To conclude our series of interviews about CSR and sustainability MBA programs and the job market, we publish excerpts from our chat with Max Oliva, associate director of the Social Impact Management project at IE Business School in Madrid.
What is the mood of the CSR community in light of the financial crisis?
We will obviously be affected by the crisis, but it will also be a good opportunity to see which companies were “walking the talk” and doing CSR strategically. They are the companies expecting benefits in innovation and bottom-line business.
But some companies were doing it on the PR or marketing basis without having it integrated, and it makes sense for them to cut back on those types of programs. You will see cutbacks in the companies that have not integrated it. That’s good for the consumers, and an opportunity for maturity in the sector and for going ahead strategically and innovation-wise.

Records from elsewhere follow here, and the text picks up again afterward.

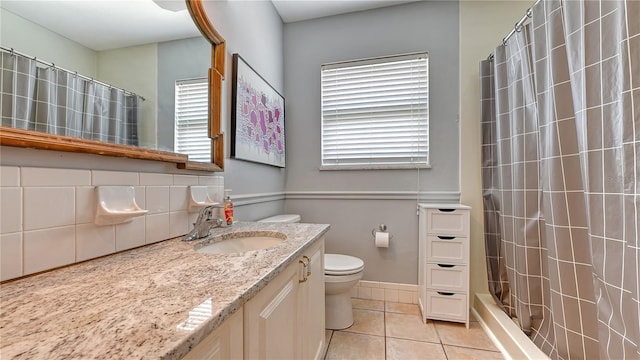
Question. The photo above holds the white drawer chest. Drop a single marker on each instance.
(443, 270)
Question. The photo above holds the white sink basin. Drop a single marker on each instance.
(240, 242)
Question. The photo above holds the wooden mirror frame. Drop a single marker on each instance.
(39, 140)
(216, 75)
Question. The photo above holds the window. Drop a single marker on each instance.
(192, 120)
(375, 113)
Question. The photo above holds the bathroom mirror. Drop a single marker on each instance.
(186, 53)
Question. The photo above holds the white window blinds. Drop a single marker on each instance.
(375, 113)
(192, 120)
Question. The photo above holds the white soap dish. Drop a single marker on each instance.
(116, 205)
(200, 196)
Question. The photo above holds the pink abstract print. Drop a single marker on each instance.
(260, 124)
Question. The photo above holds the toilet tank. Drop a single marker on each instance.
(284, 218)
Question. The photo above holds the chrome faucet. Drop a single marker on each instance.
(204, 223)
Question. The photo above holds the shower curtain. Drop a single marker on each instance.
(561, 177)
(55, 101)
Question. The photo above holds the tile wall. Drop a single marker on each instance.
(46, 215)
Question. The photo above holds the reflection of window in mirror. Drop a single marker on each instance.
(192, 119)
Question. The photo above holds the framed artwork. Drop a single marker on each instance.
(257, 117)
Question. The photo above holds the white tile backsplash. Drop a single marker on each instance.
(157, 228)
(208, 180)
(179, 198)
(93, 241)
(10, 209)
(54, 177)
(47, 215)
(46, 207)
(185, 180)
(9, 176)
(156, 179)
(157, 199)
(10, 256)
(130, 234)
(85, 204)
(179, 222)
(48, 248)
(100, 177)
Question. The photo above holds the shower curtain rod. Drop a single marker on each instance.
(12, 51)
(527, 15)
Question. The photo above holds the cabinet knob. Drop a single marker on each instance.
(304, 271)
(308, 265)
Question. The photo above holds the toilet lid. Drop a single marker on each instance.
(338, 264)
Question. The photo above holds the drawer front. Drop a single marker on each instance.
(447, 306)
(447, 277)
(447, 249)
(442, 221)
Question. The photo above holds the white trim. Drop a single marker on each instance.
(512, 342)
(441, 197)
(257, 198)
(423, 196)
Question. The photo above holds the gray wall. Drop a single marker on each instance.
(336, 197)
(254, 30)
(177, 60)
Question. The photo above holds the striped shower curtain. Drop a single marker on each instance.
(561, 178)
(54, 101)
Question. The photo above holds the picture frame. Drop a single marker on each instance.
(257, 117)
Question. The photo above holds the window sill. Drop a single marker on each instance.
(374, 167)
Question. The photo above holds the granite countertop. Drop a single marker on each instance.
(134, 304)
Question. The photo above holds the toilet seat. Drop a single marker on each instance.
(338, 264)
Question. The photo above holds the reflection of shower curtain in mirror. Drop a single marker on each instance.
(57, 102)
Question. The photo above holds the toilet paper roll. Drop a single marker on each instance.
(382, 239)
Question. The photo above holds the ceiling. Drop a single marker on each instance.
(108, 24)
(297, 10)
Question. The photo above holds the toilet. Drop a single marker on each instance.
(341, 274)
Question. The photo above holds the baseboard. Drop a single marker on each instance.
(508, 337)
(392, 292)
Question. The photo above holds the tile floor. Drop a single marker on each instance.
(390, 331)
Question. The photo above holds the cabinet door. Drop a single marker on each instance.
(224, 343)
(271, 319)
(312, 305)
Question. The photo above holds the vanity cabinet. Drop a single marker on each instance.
(224, 343)
(285, 320)
(443, 277)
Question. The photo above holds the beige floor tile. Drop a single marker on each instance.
(366, 322)
(409, 326)
(400, 349)
(345, 345)
(402, 308)
(368, 304)
(327, 335)
(327, 340)
(458, 335)
(460, 353)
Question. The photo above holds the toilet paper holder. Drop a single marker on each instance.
(381, 228)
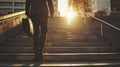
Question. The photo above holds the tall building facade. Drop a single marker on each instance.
(101, 5)
(115, 5)
(12, 6)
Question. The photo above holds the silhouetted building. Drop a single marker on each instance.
(115, 5)
(101, 6)
(12, 6)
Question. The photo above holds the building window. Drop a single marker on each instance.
(18, 10)
(6, 4)
(5, 11)
(19, 4)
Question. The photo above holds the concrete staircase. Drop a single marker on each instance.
(66, 47)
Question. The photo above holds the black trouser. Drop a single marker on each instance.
(40, 30)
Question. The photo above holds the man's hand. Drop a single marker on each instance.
(51, 15)
(27, 14)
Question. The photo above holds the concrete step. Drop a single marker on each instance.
(60, 37)
(58, 49)
(27, 43)
(52, 57)
(62, 64)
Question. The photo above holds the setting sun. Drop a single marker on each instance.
(65, 10)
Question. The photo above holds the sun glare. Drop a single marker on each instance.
(62, 7)
(65, 10)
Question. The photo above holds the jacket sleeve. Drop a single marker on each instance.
(27, 7)
(50, 5)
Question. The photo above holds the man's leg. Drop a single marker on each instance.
(43, 31)
(37, 45)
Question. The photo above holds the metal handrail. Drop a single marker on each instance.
(10, 16)
(106, 23)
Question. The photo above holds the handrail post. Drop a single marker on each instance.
(101, 31)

As someone who works at a European business school, do you notice any differences in how Europeans and Americans approach CSR?
There are some differences. For example, in Europe we have much stronger government support for social issues. In the United States, philanthropy relates much more to individuals and companies. Having said that, that is only a very small part of CSR. The strategic part of CSR has been driven a lot here in the United States, but has been certainly driven as well by several European companies.
I tend to think it depends on the company. Multinationals have companies in the US and Europe. There are some companies that are quite ahead in this conversation: several American companies, but also several European companies that are approaching it much more strategically. I think the UK is a couple years ahead of the rest of Europe. I would even say that they are ahead of the US.